Research Lead: Matthew Bishop
UC Campus(es): UC Davis
Problem Statement: Policy development is driven by information, some of which involves people and organizations. Some of this information includes personally identifiable information (PII) and other sensitive information. Typically, sensitive information cannot be released, so if the data is to be released to justify a policy or the manner in which a policy is to be implemented, the data must be sanitized to remove any sensitive data points. This must be done in a way to preserve the utility of the data, so as to ensure that the policies and practices can be justified. Improving transportation infrastructure requires gathering data to be used in developing, or validating, transportation policies and practices. Sometimes this data must be made available to third parties to carry out analyses or to independently confirm the claims made about policy elements and the way policies are put into practice. Data can be released in two forms: raw data, which is the data as it is gathered, and aggregated data, in which summaries are released. A solution to preventing the release of sensitive information is to sanitize the data—i.e., remove or suppress the sensitive information. The goal of sanitization is to protect sensitive information while enabling analyses of the data that will produce the same results as analyses of the unsanitized data. However, protecting information requires that sanitized data cannot be linked to data from other sources in a manner that leads to desanitization.

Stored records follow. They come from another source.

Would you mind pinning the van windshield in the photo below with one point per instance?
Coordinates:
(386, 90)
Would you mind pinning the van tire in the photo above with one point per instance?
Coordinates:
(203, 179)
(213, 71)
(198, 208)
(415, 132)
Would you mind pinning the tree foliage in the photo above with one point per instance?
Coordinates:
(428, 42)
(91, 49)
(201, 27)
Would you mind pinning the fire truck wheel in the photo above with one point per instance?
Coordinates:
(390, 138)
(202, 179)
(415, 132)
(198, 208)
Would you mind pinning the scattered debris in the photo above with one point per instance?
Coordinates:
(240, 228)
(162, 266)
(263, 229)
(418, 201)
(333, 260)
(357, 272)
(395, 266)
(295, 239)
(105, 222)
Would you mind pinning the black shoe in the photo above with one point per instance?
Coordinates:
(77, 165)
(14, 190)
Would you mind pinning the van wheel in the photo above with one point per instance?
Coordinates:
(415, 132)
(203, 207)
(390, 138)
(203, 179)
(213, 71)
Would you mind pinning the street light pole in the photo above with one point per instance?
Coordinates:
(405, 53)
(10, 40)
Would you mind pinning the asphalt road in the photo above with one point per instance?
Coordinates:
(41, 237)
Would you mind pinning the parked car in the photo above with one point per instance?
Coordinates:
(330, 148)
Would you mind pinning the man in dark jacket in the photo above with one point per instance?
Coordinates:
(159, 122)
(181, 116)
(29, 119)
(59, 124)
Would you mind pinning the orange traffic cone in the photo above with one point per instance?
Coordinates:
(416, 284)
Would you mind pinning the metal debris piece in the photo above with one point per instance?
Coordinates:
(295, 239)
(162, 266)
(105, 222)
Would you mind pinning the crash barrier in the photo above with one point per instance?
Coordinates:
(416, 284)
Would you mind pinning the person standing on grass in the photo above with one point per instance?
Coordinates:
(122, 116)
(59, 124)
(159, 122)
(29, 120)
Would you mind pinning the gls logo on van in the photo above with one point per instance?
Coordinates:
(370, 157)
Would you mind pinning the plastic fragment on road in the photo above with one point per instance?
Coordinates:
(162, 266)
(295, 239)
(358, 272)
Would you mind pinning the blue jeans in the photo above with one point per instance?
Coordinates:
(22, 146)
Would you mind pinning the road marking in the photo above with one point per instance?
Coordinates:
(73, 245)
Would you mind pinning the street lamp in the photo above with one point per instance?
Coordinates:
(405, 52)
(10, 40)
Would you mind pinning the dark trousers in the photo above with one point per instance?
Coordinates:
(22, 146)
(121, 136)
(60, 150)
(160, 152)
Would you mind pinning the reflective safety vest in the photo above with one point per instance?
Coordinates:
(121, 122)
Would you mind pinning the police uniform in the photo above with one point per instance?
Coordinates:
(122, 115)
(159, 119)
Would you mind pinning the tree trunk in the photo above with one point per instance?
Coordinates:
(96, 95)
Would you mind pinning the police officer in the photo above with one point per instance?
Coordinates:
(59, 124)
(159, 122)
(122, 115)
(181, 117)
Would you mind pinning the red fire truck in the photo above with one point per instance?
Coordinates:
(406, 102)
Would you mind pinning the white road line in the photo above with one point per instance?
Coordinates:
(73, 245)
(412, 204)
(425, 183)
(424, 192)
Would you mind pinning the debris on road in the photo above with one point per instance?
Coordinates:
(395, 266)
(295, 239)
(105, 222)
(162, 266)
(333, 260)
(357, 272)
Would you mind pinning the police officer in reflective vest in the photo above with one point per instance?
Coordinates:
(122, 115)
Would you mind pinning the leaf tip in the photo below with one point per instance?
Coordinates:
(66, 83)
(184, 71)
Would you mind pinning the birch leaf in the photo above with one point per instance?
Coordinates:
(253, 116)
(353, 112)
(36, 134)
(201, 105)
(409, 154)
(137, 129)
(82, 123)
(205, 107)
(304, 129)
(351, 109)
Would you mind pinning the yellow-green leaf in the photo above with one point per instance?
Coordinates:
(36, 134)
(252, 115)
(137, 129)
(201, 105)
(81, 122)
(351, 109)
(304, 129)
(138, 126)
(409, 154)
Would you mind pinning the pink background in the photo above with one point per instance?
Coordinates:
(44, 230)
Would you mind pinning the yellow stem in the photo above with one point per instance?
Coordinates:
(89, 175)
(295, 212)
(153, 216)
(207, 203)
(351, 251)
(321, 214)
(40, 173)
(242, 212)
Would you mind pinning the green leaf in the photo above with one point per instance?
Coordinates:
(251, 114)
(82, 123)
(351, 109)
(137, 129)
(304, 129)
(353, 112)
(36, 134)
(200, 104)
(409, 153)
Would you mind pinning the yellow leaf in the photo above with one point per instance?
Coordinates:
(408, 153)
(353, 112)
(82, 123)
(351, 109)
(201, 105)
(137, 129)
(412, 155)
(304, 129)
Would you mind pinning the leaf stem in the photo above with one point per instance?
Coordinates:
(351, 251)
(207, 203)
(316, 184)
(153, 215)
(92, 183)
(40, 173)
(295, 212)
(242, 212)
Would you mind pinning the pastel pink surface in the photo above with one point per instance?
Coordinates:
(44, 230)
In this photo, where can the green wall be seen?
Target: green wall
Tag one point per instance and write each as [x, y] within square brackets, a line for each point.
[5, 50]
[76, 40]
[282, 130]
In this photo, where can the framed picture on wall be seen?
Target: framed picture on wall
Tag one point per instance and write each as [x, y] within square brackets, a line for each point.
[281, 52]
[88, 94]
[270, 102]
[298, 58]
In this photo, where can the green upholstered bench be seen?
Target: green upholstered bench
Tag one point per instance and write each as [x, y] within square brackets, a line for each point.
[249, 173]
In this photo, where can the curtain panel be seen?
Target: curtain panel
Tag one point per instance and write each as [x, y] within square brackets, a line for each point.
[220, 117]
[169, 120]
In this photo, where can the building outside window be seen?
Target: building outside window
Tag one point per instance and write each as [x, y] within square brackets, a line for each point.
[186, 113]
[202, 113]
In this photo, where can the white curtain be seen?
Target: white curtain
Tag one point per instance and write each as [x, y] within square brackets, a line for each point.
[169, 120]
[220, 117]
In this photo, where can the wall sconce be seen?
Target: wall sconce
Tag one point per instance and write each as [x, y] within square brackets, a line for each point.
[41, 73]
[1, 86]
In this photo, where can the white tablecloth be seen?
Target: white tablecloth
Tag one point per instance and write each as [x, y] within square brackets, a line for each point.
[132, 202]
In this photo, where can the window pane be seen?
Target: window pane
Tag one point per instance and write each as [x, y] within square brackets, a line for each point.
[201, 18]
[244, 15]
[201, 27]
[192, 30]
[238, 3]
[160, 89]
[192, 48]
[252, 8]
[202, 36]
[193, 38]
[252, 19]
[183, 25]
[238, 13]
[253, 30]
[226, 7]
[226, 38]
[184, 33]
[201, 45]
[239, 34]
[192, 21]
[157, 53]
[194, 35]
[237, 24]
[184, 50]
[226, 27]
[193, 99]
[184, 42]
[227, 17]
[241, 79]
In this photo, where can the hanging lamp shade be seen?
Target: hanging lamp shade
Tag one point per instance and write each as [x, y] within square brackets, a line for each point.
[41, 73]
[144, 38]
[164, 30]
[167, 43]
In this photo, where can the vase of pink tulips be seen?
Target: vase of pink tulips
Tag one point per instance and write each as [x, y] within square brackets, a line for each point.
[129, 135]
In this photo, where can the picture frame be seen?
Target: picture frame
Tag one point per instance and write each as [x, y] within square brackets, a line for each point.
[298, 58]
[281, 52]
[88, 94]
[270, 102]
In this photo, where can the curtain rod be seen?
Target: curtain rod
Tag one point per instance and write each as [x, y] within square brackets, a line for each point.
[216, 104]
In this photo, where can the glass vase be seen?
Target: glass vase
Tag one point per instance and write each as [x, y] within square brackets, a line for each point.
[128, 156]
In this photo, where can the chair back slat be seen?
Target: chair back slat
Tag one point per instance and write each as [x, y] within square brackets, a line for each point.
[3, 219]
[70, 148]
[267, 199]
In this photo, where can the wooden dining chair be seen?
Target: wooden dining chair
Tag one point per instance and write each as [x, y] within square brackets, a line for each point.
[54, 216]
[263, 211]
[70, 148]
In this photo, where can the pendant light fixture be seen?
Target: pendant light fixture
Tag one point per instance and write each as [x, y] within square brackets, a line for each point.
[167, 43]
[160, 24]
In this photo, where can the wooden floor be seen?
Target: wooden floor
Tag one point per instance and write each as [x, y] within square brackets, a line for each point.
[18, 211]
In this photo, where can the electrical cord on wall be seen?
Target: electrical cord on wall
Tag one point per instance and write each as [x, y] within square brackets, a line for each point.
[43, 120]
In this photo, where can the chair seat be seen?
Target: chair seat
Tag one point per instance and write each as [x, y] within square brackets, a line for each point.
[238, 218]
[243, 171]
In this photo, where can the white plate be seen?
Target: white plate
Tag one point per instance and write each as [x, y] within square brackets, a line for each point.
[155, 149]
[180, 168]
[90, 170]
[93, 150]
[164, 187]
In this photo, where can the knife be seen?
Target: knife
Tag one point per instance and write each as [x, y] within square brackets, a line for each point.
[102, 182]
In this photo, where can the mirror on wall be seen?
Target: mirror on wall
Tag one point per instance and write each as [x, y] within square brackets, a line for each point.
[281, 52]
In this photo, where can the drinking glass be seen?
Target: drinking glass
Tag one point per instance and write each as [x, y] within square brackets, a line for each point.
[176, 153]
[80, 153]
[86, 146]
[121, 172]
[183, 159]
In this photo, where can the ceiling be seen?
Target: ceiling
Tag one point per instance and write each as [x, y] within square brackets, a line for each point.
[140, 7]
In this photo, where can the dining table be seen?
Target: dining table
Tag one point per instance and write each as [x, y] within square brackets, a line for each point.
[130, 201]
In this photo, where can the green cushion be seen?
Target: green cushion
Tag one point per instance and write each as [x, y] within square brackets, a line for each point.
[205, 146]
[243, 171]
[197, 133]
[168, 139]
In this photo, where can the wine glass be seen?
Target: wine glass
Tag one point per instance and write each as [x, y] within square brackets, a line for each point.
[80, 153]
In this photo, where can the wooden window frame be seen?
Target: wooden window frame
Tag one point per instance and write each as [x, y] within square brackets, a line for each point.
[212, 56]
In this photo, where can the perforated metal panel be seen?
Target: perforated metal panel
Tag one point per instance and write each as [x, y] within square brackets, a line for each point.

Project Description: This project reviews typical strategies used to sanitize datasets, the research on how some of these strategies are unsuccessful, and the questions that must be addressed to better understand the risks of desanitization. The project also identifies and characterizes precisely the gaps in the existing research surrounding data sanitization in order to preserve the balance between utility and privacy. In order to identify research gaps that create uncertainty, the researcher met with a variety of parties, including policy makers, data analysts, and privacy officers, to answer the following questions: What are the specific threats that data sanitization is to guard against, and how can one validate that those are the correct threats? How do we prevent false inferences from being drawn? How do we determine what external data is needed to desanitize the target data? What information must one or more external datasets have so that an adversary could desanitize enough data in the sanitized dataset for their purpose?